The market is way too complacent still because the Fed is not done yet. Data released on Friday showed that inflation is far from tamed. The personal consumption expenditures price index jumped 6.8% in June, whilst the core reading accelerated to 4.8%.  This data only underscores the need for the Fed to keep on. “I’m convinced we’re going to have to do more in terms of interest rate increases,” Atlanta Fed President Raphael Bostic said ahead of the data. Meanwhile markets repriced the chances of another 75bps hike in September to one-in-three from one-in-four.  

 

The Fed hiked last week by 75bps but chair Powell pointed to slowing spending and hinted at cuts some time in the future. The market is desperate for the Fed to pivot but it’s happening yet. More pain to come, albeit the University of Michigan one-year-ahead consumer inflation expectations did ease back to 5.2% from 5.3%…hardly a big improvement when the absolute level remains so elevated and actual inflation remains higher. 

 

The Fed’s Kashkari, an arch dove, said: “Whether we are technically in a recession or not doesn’t change my analysis … we definitely want to see some slowing … We’re going to do everything we can to avoid a recession, but we are committed to bringing inflation down, and we are going to do what we need to do.” 

 

The Bank of England this week is likely to raise rates by 50bps as it plays catch-up with other central banks. The BoE started early by it has been far too incremental in its approach to policy adjustment, creating a credibility gap. Meanwhile soaring gas prices mean inflation is set to get worse. Sharp hikes by the Fed and ECB in July make it all the more likely that it will pull the trigger on an outsize rate hike, as much to restore credibility – a very important commodity – as anything else.  

 

Stocks started the month on a fairly steady note on Monday morning with some limited gains for the main bourses across Europe and a slightly weaker open for US futures after a strong week to end July. The dollar remains on the back foot, helping risk sentiment. Gold trades higher but is facing stiff resistance around the $1,766 area. Oil was a bit weaker but within the recent range as manufacturing surveys disappointed.

 

Data continues to underwhelm: China’s Caixin manufacturing PMI disappointed at 50.4 vs 51.5 expected.
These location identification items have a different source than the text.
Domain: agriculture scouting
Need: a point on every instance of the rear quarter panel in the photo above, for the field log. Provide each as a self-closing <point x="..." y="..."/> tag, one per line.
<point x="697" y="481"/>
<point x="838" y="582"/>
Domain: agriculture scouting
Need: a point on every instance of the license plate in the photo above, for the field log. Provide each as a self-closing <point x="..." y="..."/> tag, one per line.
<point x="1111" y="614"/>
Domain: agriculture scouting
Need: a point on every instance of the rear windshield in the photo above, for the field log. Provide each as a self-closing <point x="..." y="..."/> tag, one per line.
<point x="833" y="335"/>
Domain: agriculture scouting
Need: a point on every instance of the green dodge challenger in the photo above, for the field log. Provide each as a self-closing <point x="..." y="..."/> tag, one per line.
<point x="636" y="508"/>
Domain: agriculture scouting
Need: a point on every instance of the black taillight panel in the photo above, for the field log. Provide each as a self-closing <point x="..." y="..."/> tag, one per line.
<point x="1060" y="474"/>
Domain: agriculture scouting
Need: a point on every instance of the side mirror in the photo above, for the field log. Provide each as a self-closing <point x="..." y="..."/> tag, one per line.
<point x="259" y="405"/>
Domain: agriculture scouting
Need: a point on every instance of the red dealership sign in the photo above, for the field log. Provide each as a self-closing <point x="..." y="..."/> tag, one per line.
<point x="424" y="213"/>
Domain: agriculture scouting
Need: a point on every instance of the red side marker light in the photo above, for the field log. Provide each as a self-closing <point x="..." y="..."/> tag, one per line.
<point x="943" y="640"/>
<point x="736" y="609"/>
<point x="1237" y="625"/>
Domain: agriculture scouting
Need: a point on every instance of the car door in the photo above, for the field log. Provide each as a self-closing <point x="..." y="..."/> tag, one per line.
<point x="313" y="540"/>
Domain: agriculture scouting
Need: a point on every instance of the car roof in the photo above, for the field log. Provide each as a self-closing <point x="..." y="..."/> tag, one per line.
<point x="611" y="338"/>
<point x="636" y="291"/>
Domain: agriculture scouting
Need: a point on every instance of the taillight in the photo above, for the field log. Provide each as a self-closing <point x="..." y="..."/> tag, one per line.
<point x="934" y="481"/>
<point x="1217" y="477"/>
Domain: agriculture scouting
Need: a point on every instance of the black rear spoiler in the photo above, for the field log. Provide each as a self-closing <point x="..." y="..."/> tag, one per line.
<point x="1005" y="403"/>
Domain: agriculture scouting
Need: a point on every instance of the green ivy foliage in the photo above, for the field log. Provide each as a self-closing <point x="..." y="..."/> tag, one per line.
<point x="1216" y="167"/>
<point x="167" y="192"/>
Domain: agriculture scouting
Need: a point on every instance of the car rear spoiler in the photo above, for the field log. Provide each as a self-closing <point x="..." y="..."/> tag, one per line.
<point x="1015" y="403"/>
Japan’s factory activity declined to a 10-month low, whilst South Korea’s contracted for the first time in almost two years. Italy’s manufacturing PMI fell into contraction territory at 48.5, whilst German retail sales declined 8.8% in June from a year before.

 

Solid earnings from HSBC added 25pts to the FTSE 100 as shares in the lender rose over 6% in early trading. Reporting $5bn in profits for the second quarter, well ahead of expectations, the bank pledged to restore the dividend to pre-corona levels. Reported profit before tax for the first half decreased by $1.7bn to $9.2bn as it booked a $1.1bn impairment on credit losses due to the economic outlook and inflation. But expenses were down 4% and net interest income is higher, reflecting the rising rate environment.  

 

Meanwhile, despite some concerns about the economic outlook, management said they would target a return on tangible equity of at least 12% from 2023 onwards. Powering up the dividend is a clear pushback against calls by Ping An to break up the business, whilst the RoTE target is a bullish call that should help assuage investors’ concerns. 

 

There was also a 6% pop for Pearson shares as it reported a 22% rise in adjusted operating profit. Management also said at least £100m of further efficiencies have been identified, which will be delivered in 2023. This in turn means the company expects to hit its margin improvement target next year, two years earlier than planned.